- Mokna Union Location of Mokna in Bangladesh
- Coordinates: 24°02′17″N 89°57′56″E﻿ / ﻿24.03799847554893°N 89.96564090251923°E
- Country: Bangladesh
- Division: Dhaka Division
- District: Tangail District
- Upazila: Nagarpur Upazila
- Established on: 1984

Government
- • Type: Union Council
- • Chairman: Md Ataur Rahman Khan(Bangladesh Nationalist Party)

Area
- • Total: 23.84 km^{2} (9.20 sq mi)
- Elevation: 14 m (46 ft)

Population (2011)
- • Total: 22,040
- • Density: 924.5/km^{2} (2,394/sq mi)
- Time zone: UTC+6 (BST)
- Postal code: 1936
- Website: Moknaup.tangail.gov.bd

= Mokna Union =

Mokna Union (মোকনা ইউনিয়ন) is a union of Nagarpur Upazila, Tangail District, Bangladesh.
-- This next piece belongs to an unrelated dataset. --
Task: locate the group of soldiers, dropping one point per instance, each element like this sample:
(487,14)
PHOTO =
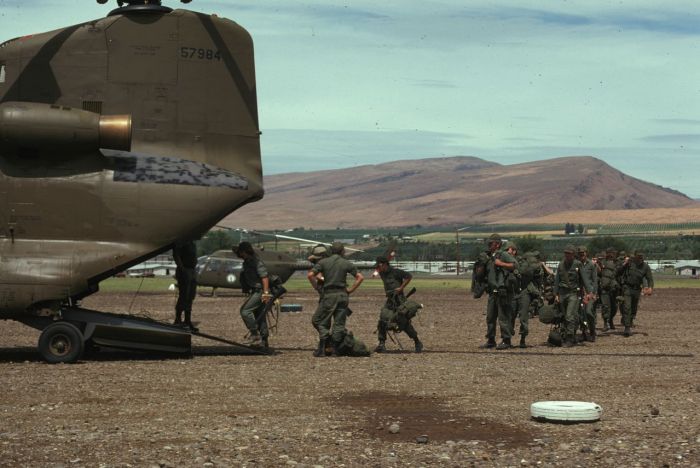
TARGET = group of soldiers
(520,286)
It is situated 12 km east of Nagarpur and 36 km southeast of Tangail city.

==Demographics==

According to the Population Census of 2011 performed by Bangladesh Bureau of Statistics, the total population of the Mokna union is 22,040 and there are 5,246 households in total.

==Education==

The literacy rate of Mokna Union is 42.4% (Male-46%, Female-39.3%).